Joint Consultation, Command and Control Information Exchange Data Model (JC3IEDM) is a model that, when implemented, aims to enable the interoperability of systems and projects required to share Command and Control (C2) information.
JC3IEDM is an evolution of the C2IEDM standard that includes joint operational concepts, just as the Land Command and Control Information Exchange Data Model (LC2IEDM) was extended to become C2IEDM. The programme is managed by the Multilateral Interoperability Programme (MIP).
The Joint C3 Information Exchange Data Model
JC3IEDM is produced by the MIP-NATO Management Board (MNMB) and ratified under NATO STANAG 5525. JC3IEDM a fully documented standard for an information exchange data model for the sharing of C2 information.
The overall aim of JC3IEDM is to enable “international interoperability of C2 information systems at all levels from corps to battalion (or lowest appropriate level) in order to support multinational (including NATO), combined and joint operations and the advancement of digitisation in the international arena.”
According to JC3IEDM’s documentation, this aim is attempted to be achieved by “specifying the minimum set of data that needs to be exchanged in coalition or multinational operations. Each nation, agency or community of interest is free to expand its own data dictionary to accommodate its additional information exchange requirements with the understanding that the added specifications will be valid only for the participating nation, agency or community of interest. Any addition that is deemed to be of general interest may be submitted as a change proposal within the configuration control process to be considered for inclusion in the next version of the specification.”

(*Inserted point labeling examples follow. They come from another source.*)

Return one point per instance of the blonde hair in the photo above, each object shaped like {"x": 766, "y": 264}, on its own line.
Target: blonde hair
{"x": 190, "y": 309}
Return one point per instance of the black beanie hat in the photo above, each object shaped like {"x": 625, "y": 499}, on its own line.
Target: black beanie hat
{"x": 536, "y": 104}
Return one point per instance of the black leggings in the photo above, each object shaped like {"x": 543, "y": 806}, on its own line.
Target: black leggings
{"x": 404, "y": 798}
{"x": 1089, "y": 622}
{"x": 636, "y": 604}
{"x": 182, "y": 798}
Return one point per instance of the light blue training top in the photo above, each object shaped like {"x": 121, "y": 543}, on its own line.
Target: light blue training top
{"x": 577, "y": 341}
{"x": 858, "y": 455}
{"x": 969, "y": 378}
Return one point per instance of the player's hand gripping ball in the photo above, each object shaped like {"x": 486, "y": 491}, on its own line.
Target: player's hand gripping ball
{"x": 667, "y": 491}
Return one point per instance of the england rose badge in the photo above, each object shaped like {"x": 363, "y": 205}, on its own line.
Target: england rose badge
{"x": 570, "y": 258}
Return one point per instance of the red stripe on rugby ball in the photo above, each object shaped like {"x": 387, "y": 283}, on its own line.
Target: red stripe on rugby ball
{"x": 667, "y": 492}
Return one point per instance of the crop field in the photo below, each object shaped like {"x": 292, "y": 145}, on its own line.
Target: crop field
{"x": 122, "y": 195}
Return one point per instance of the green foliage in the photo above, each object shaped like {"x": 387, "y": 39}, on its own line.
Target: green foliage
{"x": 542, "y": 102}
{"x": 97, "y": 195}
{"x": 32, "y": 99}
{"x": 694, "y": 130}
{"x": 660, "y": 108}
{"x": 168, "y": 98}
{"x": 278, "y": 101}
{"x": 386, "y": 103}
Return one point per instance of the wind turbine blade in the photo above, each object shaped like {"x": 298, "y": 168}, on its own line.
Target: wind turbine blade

“JC3IEDM is intended to represent the core of the data identified for exchange across multiple functional areas and multiple views of the requirements. Toward that end, it lays down a common approach to describing the information to be exchanged in a command and control (C2) environment.
- The structure should be sufficiently generic to accommodate joint, land, sea, and air environmental concerns.
- The data model describes all objects of interest in the sphere of operations, e.g. organisations, persons, equipment, facilities, geographic features, weather phenomena, and military control measures such as boundaries.
- Objects of interest may be generic in terms of a class or a type and specific in terms of an individually identified item. All object items must be classified as being of some type (e.g. a specific tank that is identified by serial number WS62105B is an item of type “Challenger” that is a heavy UK main battle tank).
- An object must have the capability to perform a function or to achieve an end. Thus, a description of capability is needed to give meaning to the value of objects in the sphere of operations.
- It should be possible to assign a location to any item in the sphere of operations. In addition, various geometric shapes need to be represented in order to allow commanders to plan, direct, and monitor operations. Examples include boundaries, corridors, restricted areas, minefields, and any other control measures needed by commanders and their staffs.
- Several aspects of status of items need to be maintained.
- The model must permit a description of the composition of a type object in terms of other type objects. Such concepts include tables of organisations, equipment, or personnel.
- The model must reflect information about what is held, owned or possessed in terms of types by a specific object item.
- There is a need to record relationships between pairs of items. Key among these is the specification of unit task organizations and orders of battle.
- The model must support the specification of current, past, and future role of objects as part of plans, orders, and events.
- The same data structure should be used to record information for all objects, regardless of their hostility status.
- Provision must be made for the identification of sources of information, the effective and reporting times, and an indication of the validity of the data.”
JC3IEDM Development History and Current Maturity
JC3IEDM has been developed from the initial Generic Hub (GH) Data Model, which changed its name to Land C2 Information Exchange Data Model (LC2IEDM) in 1999. Development of the model continued in a Joint context and in November 2003 the C2 Information Exchange Data Model (C2IEDM) Edition 6.1 was released. Additional development to this model, incorporating the NATO Corporate Reference model, resulted in the model changing its name again to JC3IEDM with JC3IEDM Ed 0.5 being issued in December 2004.
Subsequent releases have seen areas of the model developed in greater depth than others and there is variation in the number of sub-types and attributes for each type in the current version. An example is HARBOUR within the FACILITY type which has 43 attributes compared to a VESSEL-TYPE with 12 attributes or a WEAPON-TYPE with 4 attributes. The associated attributes of a certain type also lack support for exploiting with those of other types. For example, VESSEL-TYPE does not support the length or width of a vessel in its attributes but HARBOUR has both maximum vessel length and width attributes.
National Policies Related to JC3IEDM
The UK Ministry of Defence has mandated JC3IEDM as the C2 Information Exchange Model, in Joint Service Publication (JSP) 602:1007, for use on all systems and/or projects exchanging C2 information within and interoperating with the Land Environment at a Strategic and Operational Level. It is strongly recommended for other environments and mandated for all environments at the Tactical level. JSP 602:1005 for Collaborative Services has also mandated JC3IEDM in the tactical domain for all systems/projects providing data sharing collaborative services.